Un autre phénomène intéressant en français est que les N'' ne sont pas permis dans certaines positions où on s'attendrait à ce qu'ils soient permis. Considérons la phrase suivante:

    Je crois que Jean connaît Marie.

Ici, Jean est le sujet du verbe connaître dans la phrase enchâssée. A première vue, le fait que la phrase enchâssée ait un sujet dépend du verbe connaître tout comme le fait que Marie soit l'objet direct dépend de ce verbe puisque qu'on ne peut pas avoir:

    * Je crois que Jean vient Marie.

Cette phrase est agrammaticale parce que le verbe venir n'accepte pas un objet direct.

Considérons maintenant une phrase similaire mais différente :

    * Je crois Jean connaît Marie.

Pourquoi cette phrase est-elle agrammaticale ? On sait que le verbe connaître accepte normalement un sujet mais dans ce cas la présence du sujet rend la phrase agrammaticale. Si on élimine ce sujet, elle redevient grammaticale mais avec une interprétation différente :

     Je crois connaître Marie.

La seule différence entre les deux phrases est que, dans la deuxième, le verbe connaître est à l'infinitif, il n'est pas conjugué. On peut donc conclure que seuls les verbes conjugués peuvent avoir un sujet. Malheureusement, ceci n'est pas tout à fait exact. Considérons les deux phrases suivantes:

    J'ai vu l'assiette tomber.
    Il a fait manger la tarte à l'enfant.

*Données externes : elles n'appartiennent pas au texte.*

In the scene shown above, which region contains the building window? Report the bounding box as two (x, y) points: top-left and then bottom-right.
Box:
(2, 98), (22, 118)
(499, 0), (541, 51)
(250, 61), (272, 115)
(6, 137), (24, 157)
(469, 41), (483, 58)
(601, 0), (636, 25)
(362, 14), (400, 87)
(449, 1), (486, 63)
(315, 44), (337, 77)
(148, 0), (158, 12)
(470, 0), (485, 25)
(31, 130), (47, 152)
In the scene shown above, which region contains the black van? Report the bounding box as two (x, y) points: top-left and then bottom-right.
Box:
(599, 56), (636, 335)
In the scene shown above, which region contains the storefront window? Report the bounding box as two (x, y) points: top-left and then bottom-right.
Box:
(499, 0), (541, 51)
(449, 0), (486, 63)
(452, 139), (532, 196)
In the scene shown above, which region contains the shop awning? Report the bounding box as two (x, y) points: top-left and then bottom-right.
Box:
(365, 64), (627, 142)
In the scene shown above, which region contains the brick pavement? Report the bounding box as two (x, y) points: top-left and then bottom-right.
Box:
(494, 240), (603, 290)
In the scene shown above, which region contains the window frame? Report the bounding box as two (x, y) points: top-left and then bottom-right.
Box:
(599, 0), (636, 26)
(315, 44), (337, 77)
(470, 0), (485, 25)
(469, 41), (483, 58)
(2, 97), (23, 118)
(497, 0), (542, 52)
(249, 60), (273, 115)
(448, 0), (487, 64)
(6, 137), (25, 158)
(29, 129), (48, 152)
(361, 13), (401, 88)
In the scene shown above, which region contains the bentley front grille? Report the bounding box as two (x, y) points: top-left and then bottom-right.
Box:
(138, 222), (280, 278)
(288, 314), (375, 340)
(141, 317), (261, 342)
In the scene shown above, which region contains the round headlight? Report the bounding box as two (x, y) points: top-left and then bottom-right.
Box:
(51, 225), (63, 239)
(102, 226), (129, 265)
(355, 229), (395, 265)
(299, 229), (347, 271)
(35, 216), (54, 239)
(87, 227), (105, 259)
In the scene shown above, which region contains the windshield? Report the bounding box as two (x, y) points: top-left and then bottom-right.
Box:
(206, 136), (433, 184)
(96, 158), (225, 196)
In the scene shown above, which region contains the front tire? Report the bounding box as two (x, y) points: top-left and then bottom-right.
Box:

Dans les deux phrases nous avons un verbe à l'infinitif et dans les deux phrases ce verbe a un sujet. Dans la première, l'assiette est le sujet de tomber puisque c'est elle qui fait l'action. Dans la deuxième, l'enfant est le sujet de manger puisque que c'est lui qui fait l'action. On peut noter toutefois que ces constructions sont un peu particulières en français; ce ne sont pas des phrases ordinaires. La première ne fonctionne qu'avec une certaine classe de verbes, les  verbes de perception (voir, entendre, sentir, etc.) alors que la deuxième est une  construction causative qui ne fonctionne en général qu'avec les verbes faire et laisser. Il nous faut donc modifier notre interprétation de la raison de l'agrammaticalité de :




    * Je crois Jean connaître Marie.

Puisque la différence entre cette phrase et la première :

    Je crois que Jean connaît Marie.

se situe dans le fait que le verbe soit conjugué ou non, on dira que la présence d'un sujet est permise, normalement, par la présence d'un Temps dans la phrase. En fait c'est le Temps qui permet à un verbe d'avoir un sujet; ce n'est pas une propriété du verbe lui-même. Puisque le Temps appartient à la phrase, la présence d'un sujet est une propriété de la phrase.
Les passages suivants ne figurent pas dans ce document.